At least four women in Iran’s cultural capital were attacked with acid this week. Although police have arrested four men in connection to the acid-throwing, about 2,000 protesters marched on the department of justice in Ifsahan to decry the crime, which is relatively rare there. This massive outcry reflects on a burgeoning, social media-driven movement for increased social freedoms in the theocratic country.
One 28-year-old woman was attacked while driving her car with her window rolled down. She suddenly lost control while driving and then stumbled out of the door screaming, “I’m burned, I’m burned.” She then stripped off her head scarf – the covering is mandated by law for women in Iran along with loose-fitting clothing over the torso, arms, and legs. “The level of acid used was so much that all her clothes were in the processes of melting and I saw the acid create white spots on the asphalt,” one witness told the official Iranian news agency, IRNA.
The acid that is thrown on people – mostly women – is often highly corrosive and meant to disfigure and maim them. Acid-throwing occurs around the world from South Asia to South America and is on the rise in Italy and in the United Kingdom.
Acid-throwing is unusual in Iran and the recent attacks have led many to believe that this recent spate of attacks are a natural outgrowth of a new law protecting, as the New York Times put it, “those citizens who feel compelled to correct women and men who in their view do not adhere to Iran’s strict social laws” which was enacted by the country’s parliament on Sunday.

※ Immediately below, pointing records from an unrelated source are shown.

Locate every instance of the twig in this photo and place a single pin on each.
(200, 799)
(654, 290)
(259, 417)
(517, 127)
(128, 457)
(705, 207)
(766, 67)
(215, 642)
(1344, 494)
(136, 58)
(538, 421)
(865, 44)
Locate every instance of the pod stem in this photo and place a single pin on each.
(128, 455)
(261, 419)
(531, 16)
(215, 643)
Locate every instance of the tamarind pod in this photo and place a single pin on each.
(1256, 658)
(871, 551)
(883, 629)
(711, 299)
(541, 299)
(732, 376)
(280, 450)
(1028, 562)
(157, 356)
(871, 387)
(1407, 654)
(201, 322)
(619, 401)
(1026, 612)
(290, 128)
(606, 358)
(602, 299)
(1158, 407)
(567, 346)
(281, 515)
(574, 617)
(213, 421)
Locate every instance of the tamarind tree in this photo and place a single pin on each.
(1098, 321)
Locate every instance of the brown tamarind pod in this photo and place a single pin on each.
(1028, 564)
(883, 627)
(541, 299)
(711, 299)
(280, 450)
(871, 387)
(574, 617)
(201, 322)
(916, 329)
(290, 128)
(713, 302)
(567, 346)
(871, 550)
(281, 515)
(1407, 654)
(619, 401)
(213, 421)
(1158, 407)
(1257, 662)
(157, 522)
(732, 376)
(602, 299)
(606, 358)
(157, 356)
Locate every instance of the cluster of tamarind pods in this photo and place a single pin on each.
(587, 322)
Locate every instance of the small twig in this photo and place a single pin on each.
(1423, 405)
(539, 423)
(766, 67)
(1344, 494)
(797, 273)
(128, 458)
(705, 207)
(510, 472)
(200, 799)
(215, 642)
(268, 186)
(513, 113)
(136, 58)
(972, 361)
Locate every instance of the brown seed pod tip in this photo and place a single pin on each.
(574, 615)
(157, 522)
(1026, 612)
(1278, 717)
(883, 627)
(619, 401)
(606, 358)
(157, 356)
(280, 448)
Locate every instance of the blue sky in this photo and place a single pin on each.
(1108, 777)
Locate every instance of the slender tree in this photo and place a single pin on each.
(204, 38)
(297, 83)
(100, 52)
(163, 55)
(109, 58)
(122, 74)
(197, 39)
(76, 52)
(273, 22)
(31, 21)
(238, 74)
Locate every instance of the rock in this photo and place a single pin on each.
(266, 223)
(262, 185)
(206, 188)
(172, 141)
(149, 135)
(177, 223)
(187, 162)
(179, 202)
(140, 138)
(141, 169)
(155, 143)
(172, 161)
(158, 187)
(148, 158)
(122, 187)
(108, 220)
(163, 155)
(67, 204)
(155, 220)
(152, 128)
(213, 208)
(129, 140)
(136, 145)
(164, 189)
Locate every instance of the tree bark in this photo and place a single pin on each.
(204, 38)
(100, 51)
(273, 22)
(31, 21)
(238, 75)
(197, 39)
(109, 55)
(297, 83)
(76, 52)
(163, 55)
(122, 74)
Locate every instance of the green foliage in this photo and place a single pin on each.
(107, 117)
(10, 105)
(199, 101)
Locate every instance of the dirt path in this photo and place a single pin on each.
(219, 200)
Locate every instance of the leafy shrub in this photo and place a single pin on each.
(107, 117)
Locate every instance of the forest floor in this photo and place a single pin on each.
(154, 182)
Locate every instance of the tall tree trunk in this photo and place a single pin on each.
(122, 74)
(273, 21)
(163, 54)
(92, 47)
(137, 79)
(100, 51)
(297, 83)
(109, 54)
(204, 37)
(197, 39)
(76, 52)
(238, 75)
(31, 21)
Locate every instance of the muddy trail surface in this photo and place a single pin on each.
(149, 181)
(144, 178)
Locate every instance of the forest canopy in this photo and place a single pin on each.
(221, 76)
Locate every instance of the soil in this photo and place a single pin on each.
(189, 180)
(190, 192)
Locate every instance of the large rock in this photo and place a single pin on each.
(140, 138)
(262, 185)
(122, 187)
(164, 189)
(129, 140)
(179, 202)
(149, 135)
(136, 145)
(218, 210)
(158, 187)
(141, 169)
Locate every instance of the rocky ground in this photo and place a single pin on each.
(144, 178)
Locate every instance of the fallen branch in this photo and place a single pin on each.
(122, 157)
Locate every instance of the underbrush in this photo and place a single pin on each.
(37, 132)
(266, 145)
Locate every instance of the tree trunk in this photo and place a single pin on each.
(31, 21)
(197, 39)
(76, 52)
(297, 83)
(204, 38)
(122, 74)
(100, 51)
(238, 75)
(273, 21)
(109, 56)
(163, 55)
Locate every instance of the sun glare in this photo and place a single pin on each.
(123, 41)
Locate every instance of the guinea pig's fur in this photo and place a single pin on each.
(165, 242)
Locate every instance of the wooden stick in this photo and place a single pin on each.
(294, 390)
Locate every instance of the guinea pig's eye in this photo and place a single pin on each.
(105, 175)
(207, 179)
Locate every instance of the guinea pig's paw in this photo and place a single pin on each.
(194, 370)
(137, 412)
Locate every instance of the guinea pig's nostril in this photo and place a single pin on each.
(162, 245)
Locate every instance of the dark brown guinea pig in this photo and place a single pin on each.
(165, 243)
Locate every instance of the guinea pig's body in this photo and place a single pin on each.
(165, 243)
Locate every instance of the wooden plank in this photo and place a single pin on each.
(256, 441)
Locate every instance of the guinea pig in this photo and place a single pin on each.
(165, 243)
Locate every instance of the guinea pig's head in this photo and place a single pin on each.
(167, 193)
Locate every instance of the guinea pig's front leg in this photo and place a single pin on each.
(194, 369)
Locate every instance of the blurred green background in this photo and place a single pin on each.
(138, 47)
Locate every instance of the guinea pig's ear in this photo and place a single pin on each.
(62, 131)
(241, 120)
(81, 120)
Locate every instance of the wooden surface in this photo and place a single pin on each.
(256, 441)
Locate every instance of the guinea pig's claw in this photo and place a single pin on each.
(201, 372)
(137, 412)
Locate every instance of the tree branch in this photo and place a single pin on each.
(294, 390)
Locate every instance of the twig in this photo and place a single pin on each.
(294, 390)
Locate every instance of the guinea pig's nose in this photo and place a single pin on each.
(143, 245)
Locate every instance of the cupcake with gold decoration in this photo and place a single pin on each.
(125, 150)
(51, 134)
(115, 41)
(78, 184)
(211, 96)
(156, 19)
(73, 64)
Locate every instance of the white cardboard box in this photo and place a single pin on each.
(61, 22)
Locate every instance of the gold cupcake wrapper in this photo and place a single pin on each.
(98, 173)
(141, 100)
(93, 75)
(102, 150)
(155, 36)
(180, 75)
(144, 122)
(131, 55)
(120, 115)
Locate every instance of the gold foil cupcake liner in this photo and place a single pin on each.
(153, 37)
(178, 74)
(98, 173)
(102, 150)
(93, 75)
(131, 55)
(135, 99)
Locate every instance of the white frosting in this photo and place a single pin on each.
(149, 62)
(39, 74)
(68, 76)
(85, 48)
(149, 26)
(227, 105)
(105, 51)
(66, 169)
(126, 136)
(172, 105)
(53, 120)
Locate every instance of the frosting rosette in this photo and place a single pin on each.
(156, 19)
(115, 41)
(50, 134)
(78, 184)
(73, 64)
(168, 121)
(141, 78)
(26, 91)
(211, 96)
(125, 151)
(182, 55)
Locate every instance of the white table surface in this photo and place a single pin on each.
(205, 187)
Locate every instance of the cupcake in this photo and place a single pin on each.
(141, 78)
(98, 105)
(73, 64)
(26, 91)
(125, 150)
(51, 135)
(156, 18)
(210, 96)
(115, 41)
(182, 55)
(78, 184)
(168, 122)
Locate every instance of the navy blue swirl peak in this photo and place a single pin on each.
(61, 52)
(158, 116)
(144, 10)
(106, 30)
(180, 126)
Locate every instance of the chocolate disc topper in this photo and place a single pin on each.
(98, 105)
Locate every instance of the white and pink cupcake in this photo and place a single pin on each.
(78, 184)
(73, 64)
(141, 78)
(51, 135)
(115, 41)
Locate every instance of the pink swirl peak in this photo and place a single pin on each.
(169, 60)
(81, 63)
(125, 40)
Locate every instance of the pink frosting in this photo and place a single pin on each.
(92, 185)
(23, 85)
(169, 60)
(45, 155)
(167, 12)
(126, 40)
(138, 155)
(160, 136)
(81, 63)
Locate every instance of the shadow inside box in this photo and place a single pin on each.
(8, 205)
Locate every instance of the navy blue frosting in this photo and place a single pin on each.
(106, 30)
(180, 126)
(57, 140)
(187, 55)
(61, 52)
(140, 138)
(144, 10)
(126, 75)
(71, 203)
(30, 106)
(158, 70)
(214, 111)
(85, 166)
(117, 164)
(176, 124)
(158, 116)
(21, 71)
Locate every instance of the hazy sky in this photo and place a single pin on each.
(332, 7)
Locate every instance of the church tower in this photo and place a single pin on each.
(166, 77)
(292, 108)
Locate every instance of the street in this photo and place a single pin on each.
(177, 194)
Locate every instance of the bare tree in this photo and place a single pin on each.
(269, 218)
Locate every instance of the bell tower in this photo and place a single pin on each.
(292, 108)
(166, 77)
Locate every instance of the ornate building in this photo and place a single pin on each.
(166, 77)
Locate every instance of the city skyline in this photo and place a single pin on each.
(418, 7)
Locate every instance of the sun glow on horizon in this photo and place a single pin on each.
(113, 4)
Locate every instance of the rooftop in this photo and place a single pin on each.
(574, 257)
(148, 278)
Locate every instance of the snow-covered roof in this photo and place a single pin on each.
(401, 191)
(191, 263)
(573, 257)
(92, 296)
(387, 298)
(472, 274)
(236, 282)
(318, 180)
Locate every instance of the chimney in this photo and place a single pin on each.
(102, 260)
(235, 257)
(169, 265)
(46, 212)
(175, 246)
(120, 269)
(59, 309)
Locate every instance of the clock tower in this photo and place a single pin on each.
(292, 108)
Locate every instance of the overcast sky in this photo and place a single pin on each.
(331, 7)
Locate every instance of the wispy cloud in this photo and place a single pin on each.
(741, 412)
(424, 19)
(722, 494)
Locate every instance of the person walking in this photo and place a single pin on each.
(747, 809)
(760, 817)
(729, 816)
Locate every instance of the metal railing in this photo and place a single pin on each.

Though, to be sure, the law affords private citizens with the right to hand out verbal or written comments on social codes — not partake in vigilante violence.
“Such an act under any pretext is reprehensible,” Hojatoleslam Mohammad Taghi Rahbar, a cleric, told the semi-official ISNA news agency. “Even if a woman goes out into the street in the worst way, no one has the right to do such a thing.”
The country’s “dress code” was enacted after the Islamic Revolution in 1979, when images of women in long black cloaks and face coverings came to dominate images of the country. While women are still legally obligated to cover their heads and bodies, the colors and shapes of their attire is less uniform these days. The street fashion blog the Tehran Times features images of stylish Iranian women in rolled or torn skinny jeans and patterned scarves – plus the ever-present long coat, or manteau. Though incredibly modern, their looks are modest enough to not fall afoul of Iran’s literal “fashion police” – who can no longer arrest womenwomen because of their attire.
Iran’s “modesty project” was scaled back by President Hasan Rouhani last year. But even before that it was rare for women to be jailed or lashed for breaking social codes — although those punishments were on the books.